Il suono del futuro, come ci insegna la storia del Club to Club, deve essere cercato in fondo al corridoio principale, nella Saletta Gialla. Qui troviamo l’interessante suono del giovane Gaika. Il suo grime ha trovato residenza in casa Warp, e guardando questo show cupo e coinvolgente si potrebbe azzardare che in futuro spetterà a lui il posto ora occupato da gente come Drake, Future e Desiigner. Si consiglia l’ascolto del suo lavoro SECURITY per essere subito catapultati in un basement umido ed esclusivo di Brixton. Il pubblico che in un modo o nell’altro si ritrova nella Sala Gialla, dopo Gaika ha modo di essere spettatore di una delle sorprese più (o meno, dipende) gradite della serata: durante il set degli One Circle, ovvero l’unione delle forze italiane Vaghe Stelle/ Lorenzo Senni/ A:RA, salgono sul palco in veste di guest star i pischelli della Dark Polo Gang. Poco ci azzeccano le critiche di chi dopo l’evento ha urlato allo scandalo per la loro presenza in un festival simile: si parla di futuro e di nuove direzioni del pop, quindi non può essere ignorata in questo discorso una delle realtà più controverse e – volenti o nolenti – destabilizzanti degli ultimi tempi. Nonostante sia spesso odiata e insultata da un’inevitabile fanfara di haters, la Dark Polo Gang sta collezionando milioni di visualizzazioni su Youtube e, soprattutto, dando notorietà ad un producer talentuoso come Sick Luke, autore di molte delle loro basi. Per toccare con mano la situazione che stanno creando questi ragazzi romani basta assistere a ciò che succede qui al Club to Club durante la loro ospitata, ovvero delirio collettivo e interruzione dello show dopo appena 3 brani per il malore di uno spettatore (fortunatamente nulla di grave). Escono di scena e continua l’onesto lavoro electro degli One Circle, che però inevitabilmente passano in secondo piano dopo tutto l’hype creatosi.
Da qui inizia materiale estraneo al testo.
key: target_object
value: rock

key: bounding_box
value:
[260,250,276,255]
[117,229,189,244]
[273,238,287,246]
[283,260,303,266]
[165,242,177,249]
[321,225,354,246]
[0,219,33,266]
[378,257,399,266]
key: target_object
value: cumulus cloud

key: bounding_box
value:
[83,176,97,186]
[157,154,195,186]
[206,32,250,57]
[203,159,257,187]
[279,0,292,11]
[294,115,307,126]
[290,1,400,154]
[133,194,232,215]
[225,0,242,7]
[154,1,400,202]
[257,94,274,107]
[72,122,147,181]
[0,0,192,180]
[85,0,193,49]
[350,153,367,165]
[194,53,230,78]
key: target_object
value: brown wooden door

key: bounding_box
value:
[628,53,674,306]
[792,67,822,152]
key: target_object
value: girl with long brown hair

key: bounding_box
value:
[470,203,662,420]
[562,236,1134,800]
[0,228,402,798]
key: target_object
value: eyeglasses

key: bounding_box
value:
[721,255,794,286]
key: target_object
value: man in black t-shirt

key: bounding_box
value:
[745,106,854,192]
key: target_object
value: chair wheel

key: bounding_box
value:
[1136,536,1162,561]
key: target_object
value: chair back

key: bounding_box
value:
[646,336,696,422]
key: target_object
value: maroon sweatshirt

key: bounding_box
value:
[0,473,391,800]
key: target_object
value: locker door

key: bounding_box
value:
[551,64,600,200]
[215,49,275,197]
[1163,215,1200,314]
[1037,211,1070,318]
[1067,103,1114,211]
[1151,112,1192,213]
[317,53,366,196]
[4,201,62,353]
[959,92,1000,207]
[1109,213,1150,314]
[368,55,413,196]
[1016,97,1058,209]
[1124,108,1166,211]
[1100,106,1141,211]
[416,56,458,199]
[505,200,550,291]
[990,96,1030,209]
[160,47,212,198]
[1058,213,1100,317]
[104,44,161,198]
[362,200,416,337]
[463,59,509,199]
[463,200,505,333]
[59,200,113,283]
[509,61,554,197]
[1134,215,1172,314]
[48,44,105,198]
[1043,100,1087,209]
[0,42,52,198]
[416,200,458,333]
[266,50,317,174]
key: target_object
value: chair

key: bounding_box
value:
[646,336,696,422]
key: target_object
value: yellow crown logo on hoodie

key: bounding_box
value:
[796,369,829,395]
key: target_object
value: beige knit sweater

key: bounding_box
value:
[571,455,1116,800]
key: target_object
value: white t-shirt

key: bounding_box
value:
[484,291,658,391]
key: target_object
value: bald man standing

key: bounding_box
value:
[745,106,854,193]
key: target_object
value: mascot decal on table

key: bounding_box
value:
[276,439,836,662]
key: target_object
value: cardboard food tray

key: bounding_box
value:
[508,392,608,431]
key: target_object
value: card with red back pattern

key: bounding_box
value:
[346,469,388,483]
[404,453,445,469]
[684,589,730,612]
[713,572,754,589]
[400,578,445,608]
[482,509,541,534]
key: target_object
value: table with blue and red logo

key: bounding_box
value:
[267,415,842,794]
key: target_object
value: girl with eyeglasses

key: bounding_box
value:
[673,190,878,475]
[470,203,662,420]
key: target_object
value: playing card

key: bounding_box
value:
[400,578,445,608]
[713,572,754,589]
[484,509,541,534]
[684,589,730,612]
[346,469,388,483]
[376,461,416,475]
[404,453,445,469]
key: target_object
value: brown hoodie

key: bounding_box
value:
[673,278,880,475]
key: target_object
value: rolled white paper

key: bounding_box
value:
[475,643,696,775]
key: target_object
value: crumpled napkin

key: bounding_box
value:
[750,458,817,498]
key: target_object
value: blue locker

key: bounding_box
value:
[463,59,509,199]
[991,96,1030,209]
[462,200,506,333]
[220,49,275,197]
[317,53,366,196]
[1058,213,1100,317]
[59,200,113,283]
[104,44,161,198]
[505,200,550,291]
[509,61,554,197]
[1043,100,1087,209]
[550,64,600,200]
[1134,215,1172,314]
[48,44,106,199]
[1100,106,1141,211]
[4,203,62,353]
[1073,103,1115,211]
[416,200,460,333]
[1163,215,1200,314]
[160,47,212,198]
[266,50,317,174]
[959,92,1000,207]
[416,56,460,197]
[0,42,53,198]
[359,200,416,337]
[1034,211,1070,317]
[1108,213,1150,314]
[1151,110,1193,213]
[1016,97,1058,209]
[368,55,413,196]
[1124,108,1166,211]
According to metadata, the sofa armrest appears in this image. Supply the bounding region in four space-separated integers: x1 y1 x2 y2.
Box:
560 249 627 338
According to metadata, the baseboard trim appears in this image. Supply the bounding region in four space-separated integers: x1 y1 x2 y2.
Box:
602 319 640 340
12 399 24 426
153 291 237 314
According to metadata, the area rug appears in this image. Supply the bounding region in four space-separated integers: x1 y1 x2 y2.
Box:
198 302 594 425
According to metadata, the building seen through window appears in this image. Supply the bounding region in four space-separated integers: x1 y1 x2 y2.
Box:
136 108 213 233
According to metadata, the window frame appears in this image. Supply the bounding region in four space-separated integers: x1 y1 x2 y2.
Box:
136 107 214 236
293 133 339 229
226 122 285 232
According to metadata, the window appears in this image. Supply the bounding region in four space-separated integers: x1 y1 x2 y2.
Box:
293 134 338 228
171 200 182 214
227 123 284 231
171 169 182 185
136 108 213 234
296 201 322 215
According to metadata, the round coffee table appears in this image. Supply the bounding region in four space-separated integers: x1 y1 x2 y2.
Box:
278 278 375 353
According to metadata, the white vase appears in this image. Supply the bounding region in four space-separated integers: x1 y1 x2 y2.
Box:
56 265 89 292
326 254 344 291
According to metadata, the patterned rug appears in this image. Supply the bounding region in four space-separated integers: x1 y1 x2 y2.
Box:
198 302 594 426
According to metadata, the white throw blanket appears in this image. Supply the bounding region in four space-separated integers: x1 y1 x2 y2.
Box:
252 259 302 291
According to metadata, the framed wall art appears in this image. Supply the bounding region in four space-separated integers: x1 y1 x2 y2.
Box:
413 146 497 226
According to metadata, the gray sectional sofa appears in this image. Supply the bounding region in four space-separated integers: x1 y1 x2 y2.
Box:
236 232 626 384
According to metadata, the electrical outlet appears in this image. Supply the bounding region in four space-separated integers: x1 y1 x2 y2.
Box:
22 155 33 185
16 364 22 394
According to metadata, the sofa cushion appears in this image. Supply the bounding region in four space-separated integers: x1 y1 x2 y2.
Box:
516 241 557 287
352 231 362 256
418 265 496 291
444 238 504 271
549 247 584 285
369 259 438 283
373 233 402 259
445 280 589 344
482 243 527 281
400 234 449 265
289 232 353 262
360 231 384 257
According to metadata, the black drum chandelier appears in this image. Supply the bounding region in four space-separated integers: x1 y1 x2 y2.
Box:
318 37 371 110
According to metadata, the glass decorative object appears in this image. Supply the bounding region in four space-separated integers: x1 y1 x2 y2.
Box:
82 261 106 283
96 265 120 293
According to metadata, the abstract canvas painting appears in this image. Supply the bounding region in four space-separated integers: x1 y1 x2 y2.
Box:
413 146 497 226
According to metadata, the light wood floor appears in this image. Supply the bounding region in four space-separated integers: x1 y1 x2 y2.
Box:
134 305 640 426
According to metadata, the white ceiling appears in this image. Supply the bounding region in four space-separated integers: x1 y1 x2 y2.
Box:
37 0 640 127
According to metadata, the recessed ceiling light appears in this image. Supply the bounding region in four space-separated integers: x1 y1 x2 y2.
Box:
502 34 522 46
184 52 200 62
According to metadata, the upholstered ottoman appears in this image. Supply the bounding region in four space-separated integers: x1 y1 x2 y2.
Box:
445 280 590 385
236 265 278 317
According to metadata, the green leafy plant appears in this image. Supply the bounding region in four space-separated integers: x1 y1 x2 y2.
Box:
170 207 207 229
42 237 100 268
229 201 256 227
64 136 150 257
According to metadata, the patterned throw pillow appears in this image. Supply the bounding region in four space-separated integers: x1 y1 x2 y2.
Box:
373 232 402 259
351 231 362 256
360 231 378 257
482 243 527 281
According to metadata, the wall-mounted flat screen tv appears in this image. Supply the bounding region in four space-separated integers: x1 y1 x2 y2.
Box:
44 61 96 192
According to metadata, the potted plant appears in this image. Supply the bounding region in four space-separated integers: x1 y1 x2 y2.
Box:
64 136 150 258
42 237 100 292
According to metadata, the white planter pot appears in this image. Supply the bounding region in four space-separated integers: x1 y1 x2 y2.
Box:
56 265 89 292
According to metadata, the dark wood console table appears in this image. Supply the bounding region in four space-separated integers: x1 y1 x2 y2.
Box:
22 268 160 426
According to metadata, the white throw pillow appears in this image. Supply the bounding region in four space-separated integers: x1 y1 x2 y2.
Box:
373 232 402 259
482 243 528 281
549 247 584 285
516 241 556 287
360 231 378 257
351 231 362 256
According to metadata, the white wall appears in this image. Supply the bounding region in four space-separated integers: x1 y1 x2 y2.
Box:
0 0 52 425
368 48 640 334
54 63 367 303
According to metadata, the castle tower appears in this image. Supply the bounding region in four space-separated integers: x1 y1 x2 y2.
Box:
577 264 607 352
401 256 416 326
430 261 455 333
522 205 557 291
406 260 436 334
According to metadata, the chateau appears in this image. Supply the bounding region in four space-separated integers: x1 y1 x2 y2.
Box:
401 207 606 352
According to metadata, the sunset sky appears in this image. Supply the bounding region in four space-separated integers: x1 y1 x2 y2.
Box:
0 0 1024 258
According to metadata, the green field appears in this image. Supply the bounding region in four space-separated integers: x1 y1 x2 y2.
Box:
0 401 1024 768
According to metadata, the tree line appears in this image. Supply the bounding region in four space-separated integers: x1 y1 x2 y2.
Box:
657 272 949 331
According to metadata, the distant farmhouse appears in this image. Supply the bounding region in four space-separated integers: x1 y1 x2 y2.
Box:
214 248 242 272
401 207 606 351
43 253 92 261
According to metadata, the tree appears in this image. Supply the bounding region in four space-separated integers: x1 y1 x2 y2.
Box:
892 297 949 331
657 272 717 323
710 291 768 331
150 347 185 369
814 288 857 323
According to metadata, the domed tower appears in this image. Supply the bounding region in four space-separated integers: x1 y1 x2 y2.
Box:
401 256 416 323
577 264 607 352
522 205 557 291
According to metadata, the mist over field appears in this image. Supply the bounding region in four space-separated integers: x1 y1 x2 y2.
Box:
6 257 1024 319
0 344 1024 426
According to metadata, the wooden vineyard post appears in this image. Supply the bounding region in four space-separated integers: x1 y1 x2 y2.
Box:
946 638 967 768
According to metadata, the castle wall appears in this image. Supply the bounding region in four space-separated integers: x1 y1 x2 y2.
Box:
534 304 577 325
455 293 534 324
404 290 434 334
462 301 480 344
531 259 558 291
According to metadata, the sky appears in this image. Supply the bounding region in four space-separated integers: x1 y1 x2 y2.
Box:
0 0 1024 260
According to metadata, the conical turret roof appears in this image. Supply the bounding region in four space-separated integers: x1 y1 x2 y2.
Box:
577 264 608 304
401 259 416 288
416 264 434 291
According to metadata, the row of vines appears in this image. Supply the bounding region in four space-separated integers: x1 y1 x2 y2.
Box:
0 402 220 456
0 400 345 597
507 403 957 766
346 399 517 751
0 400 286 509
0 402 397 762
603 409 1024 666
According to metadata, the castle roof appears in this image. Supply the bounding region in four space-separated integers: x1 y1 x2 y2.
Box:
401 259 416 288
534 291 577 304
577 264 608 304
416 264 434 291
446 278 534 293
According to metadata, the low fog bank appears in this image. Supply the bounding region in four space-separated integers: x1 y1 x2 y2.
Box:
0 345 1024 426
«La bellezza di un festival è direttamente proporzionale al desiderio di uno spettatore di avere il dono dell’ubiquità»

Non sono passate molte ore dalla fine del set di Andy Stott all’alba di sabato, e già ci troviamo a correre di nuovo dentro il Lingotto per il secondo Main Event di quest’edizione di Club to Club. Ci si allontana qui dalla sperimentazione estrema e introspezione della serata precedente, e i grandi artisti in cartellone promettono una serata più movimentata e meno seriosa.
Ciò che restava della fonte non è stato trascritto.